When groups of businesses are restructuring or are changing hands, they often call in professional advisors to aid in carving up privately run businesses. For example, if a shareholder made the decision to leave and sell their shares, both the departing and remaining shareholders may seek advice on what the best next steps are.
For the parties involved, the process of obtaining separate valuations may yield varying results which can leave one or more of the parties feeling short-changed. To alleviate those feelings and save on needless costs, the shareholders who are affected may contemplate appointing one independent valuation expert. But how do they choose the best person for the job and how can they be confident that the valuation the expert provides is appropriate?
What should you consider when valuing a business?
Valuing a business is an art more than a science, as there are many factors to consider, and there is never only one correct answer. When valuing a business it is important to take into account key financial data, such as earnings before interest, tax, depreciation and amortisation (EBITDA). There are also other factors that should be examined such as the asset value, cash flow and performance trends of the business.
Even factors that are less tangible can also impact a valuation, such as what type of business the company is and the market that it operates in. If applicable, the rights of intellectual property and the requirements outlined in the Articles of Association and Shareholder Agreement must also be reviewed during the valuation.
When could a valuation be required?
Death, divorce or family situation
Frequent triggers for a business valuation are if a shareholder leaves due to a death, divorce, or another family situation. Under these circumstances, a valuation is required to ascertain the sum of money that the prospective shareholder will have to pay the departing shareholder or their estate, subject to the assessment of the value of their portion of the company that can be unanimously agreed upon by the parties involved.
Alleged unfair prejudice
Another possible situation of where a business valuation may be required is in the case of an alleged unfair prejudice. This occurs when a majority shareholder, or several shareholders who constitute a majority, is endeavouring to exclude a minority shareholder or reduce their influence. For example, by guaranteeing that the minority shareholder does not receive a dividend, or alternatively excluding the minority shareholder from participating in business decisions. A commonly used solution for a claim of unfair prejudice is for someone else to buy out the minority shareholder at a fair value (excluding any minority discounts that would otherwise apply), therefore requiring an independent business valuation to confirm that the fair value is ascertained and can be agreed upon by the existing shareholders.
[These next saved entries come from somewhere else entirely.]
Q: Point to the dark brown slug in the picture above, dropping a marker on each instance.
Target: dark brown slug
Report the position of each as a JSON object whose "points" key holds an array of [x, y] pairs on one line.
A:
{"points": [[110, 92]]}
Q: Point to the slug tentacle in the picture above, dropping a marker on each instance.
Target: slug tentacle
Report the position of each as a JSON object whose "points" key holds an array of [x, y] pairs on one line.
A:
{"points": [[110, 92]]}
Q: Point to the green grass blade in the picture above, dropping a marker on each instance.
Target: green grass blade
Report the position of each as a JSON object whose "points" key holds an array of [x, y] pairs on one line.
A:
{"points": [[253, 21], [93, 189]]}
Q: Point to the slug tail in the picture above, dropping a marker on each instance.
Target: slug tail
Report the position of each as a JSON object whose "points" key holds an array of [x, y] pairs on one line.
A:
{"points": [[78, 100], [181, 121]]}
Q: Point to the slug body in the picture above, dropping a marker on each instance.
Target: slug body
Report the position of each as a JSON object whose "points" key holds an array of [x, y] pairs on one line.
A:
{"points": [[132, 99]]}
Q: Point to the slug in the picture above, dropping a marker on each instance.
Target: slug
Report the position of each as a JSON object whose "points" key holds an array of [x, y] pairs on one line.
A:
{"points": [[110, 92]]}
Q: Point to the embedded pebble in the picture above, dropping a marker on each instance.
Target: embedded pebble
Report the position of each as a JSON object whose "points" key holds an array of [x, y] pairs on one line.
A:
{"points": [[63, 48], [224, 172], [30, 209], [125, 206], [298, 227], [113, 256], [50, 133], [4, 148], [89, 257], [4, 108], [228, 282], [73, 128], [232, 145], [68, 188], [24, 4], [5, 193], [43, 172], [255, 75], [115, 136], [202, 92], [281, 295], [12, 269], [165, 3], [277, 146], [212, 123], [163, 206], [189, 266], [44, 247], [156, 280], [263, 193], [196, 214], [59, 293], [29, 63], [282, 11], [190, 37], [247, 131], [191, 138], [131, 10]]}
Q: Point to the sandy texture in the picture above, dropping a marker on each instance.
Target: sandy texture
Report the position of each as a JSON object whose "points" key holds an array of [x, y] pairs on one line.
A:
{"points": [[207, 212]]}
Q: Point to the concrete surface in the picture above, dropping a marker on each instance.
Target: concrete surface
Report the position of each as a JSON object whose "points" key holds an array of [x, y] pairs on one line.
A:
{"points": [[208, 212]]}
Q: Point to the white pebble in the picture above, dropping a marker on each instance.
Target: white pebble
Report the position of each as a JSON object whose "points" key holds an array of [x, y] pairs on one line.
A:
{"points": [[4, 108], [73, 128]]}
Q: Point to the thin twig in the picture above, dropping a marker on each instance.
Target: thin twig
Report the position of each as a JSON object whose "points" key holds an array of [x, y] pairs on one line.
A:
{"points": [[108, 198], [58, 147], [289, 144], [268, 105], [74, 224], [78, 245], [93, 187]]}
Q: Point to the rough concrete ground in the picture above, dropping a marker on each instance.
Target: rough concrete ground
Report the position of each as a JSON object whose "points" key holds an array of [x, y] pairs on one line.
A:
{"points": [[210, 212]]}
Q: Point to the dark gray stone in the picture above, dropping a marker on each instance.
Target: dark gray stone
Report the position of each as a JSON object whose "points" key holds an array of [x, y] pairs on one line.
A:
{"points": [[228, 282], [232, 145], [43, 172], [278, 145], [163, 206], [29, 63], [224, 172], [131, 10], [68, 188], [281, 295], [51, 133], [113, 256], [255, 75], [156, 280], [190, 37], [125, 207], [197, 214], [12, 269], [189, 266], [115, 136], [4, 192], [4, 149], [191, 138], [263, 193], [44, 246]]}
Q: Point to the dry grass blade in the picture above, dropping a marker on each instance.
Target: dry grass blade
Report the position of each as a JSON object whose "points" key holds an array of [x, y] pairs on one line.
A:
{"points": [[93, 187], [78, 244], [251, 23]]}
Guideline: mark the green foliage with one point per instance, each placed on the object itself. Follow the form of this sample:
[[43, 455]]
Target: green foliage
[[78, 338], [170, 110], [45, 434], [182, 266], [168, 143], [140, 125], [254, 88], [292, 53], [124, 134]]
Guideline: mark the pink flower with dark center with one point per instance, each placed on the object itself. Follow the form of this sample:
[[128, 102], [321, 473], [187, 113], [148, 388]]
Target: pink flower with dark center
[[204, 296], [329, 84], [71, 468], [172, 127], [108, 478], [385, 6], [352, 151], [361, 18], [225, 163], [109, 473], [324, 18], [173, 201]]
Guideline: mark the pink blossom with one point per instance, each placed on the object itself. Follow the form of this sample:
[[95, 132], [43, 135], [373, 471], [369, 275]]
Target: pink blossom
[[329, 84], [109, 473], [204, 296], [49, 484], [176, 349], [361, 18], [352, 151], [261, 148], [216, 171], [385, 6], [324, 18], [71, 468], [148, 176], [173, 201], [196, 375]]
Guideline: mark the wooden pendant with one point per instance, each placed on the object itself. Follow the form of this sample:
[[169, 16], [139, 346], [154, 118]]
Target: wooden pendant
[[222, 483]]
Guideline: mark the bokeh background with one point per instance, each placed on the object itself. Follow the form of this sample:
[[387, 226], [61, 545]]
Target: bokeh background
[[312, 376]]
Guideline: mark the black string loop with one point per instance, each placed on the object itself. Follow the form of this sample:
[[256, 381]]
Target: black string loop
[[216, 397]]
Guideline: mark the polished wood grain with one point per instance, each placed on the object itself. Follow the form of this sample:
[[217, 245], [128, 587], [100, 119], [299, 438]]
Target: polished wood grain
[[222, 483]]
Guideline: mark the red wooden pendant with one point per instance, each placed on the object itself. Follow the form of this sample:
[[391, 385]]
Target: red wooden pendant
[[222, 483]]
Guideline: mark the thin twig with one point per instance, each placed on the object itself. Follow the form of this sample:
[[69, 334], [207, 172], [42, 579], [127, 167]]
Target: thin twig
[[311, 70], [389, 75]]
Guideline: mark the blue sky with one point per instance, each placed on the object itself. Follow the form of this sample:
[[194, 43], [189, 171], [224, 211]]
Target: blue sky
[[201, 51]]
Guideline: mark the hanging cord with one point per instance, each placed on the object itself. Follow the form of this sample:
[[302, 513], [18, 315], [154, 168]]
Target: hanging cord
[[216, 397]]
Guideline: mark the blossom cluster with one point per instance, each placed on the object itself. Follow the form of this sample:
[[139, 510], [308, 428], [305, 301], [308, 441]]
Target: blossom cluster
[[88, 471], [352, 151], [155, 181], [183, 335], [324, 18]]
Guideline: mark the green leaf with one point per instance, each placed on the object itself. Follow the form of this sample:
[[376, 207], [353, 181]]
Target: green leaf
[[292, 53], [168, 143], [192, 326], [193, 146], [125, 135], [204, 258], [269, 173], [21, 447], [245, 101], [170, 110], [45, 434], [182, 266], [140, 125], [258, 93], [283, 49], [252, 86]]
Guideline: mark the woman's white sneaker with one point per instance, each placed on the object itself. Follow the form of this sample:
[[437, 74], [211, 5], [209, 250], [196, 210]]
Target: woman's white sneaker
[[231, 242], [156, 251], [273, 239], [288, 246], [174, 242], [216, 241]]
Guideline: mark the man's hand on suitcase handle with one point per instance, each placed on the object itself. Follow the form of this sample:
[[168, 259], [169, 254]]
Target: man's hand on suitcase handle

How can an independent valuation reduce the time and costs of a dispute?
In most cases, every party involved in the dispute will acquire their own valuation with the goal of reaching an agreement. However, business valuations conducted by different experts are very unlikely to result in the same amount, so additional negotiations are almost always needed, which can lengthen the process and make the situation more stressful for those concerned. Appointing a single expert would reduce the costs and the risk of a protracted argument about the valuation aspects of the dispute.
Although joint independent valuations are unable to avoid the risk of disputes completely, they should help to bring the matter to a close in a shorter time frame. In circumstances that allow it, shareholders, or other parties involved in a dispute about a shareholding, should consider appointing an independent valuer with the appropriate background in terms of their experience in the subject matter and someone or a team familiar with the process of acting as a single joint expert.
Establishing an understandable process and timetable for collecting information and input from the business, the timeline for producing the valuation and identifying any queries arising will ensure that shareholders know what to expect and when, allowing them to make better informed choices.
Shareholder disputes are usually challenging for those involved but employing an independent business valuer can reduce stress and result in improved outcomes for all concerned.